DESNUDA, CON UN CUERVO
Miguel Angel de Rus
España (1963)
Me hizo posar desnuda, con un cuervo sobre uno de mis hombros. Hacía frio en su estudio y sentí mis senos duros y mis pezones erectos, la piel erizada. Me puso un collar de perlas al cuello. Quedó satisfecho de cómo estaba todo. Se alejó con paso indeciso hacia su cámara, se giró, se colocó tras el objetivo y me pidió con voz trémula que cerrara los ojos. Entre los disparos de su cámara fotográfica sentí sus jadeos. Sabía que estaba excitado y eso me hacía sentir poderosa. Sin moverme, sin hacer nada, sólo con mi belleza, el era un hombre convulso, un esclavo.
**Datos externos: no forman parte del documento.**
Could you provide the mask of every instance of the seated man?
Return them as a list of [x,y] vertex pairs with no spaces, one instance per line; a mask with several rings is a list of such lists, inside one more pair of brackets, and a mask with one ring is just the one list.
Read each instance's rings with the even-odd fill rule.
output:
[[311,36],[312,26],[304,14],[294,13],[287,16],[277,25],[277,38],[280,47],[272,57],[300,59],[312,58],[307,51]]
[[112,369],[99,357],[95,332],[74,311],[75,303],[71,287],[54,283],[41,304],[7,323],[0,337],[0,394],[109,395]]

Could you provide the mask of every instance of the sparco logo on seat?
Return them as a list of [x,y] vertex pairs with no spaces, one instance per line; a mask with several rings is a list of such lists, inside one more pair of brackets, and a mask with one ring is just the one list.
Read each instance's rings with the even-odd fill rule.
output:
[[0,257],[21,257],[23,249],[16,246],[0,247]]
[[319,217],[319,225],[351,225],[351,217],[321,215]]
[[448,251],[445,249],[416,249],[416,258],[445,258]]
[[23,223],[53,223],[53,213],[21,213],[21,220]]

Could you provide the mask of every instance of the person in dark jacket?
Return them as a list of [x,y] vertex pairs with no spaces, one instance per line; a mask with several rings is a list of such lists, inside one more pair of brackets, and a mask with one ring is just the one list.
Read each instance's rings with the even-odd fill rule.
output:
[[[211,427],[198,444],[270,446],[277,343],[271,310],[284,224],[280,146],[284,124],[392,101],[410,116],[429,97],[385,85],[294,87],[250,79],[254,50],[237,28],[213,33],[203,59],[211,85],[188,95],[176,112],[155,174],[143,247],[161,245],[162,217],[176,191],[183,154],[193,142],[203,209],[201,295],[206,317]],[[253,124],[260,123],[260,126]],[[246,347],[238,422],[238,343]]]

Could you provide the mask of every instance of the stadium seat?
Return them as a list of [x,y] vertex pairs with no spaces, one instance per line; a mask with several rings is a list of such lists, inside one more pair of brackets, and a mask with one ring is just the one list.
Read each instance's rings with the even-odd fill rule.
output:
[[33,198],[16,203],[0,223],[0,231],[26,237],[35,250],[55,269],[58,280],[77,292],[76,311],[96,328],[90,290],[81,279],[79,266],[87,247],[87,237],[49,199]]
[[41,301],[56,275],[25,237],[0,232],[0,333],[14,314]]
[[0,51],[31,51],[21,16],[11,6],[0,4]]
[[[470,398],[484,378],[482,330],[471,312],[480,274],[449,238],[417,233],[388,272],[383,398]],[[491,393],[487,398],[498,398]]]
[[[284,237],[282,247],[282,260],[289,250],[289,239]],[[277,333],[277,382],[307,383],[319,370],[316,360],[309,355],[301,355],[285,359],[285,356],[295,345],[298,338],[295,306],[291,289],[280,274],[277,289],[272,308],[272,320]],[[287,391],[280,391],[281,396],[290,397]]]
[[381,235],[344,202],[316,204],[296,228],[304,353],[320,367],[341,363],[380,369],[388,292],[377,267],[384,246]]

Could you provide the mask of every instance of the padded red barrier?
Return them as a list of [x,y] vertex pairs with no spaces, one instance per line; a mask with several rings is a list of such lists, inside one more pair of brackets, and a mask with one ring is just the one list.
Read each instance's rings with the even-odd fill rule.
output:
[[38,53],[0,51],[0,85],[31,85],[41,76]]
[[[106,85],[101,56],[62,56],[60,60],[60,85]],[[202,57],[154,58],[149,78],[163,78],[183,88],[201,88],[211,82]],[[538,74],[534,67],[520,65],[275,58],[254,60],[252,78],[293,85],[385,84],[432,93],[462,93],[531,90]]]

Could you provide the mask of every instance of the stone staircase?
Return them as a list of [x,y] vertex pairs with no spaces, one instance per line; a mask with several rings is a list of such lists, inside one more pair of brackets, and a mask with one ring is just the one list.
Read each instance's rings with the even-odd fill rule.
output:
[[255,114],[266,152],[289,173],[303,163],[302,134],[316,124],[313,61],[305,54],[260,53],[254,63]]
Entreabrí los ojos y contemplé el efecto que hacía en mis pezones el bálsamo que me había frotado. ¡Creí que iban a reventar! En cierta forma, yo también estaba excitada. En ese momento escuché un golpe fuerte, pastoso, como de un saco de grasa, y un ruido metálico. Algunos papeles cayeron revoloteando lentos de la mesa que tenía a su lado. El cuervo aleteó asustado, saltó lejos de mí. Contemplé sobresaltada; aquel tipo estaba en el suelo, sin duda exánime.Me acerqué a él. Había dejado de respirar. Comprendí que tenía que actuar rápido. Extraje la cartera de su pantalón y saqué el dinero que me debía por mi trabajo de modelo. Era el segundo fotógrafo que se moría en lo que iba de año. Me repugna el modo en que son incapaces de controlar sus instintos. "Todos los hombres son unos simples mamiferos", dije despectiva. Me puse mi vestido de tirantes y salí dejando la puerta abierta. El aire tibio de la calle era agradable. Quiza debiera cambiar de profesión.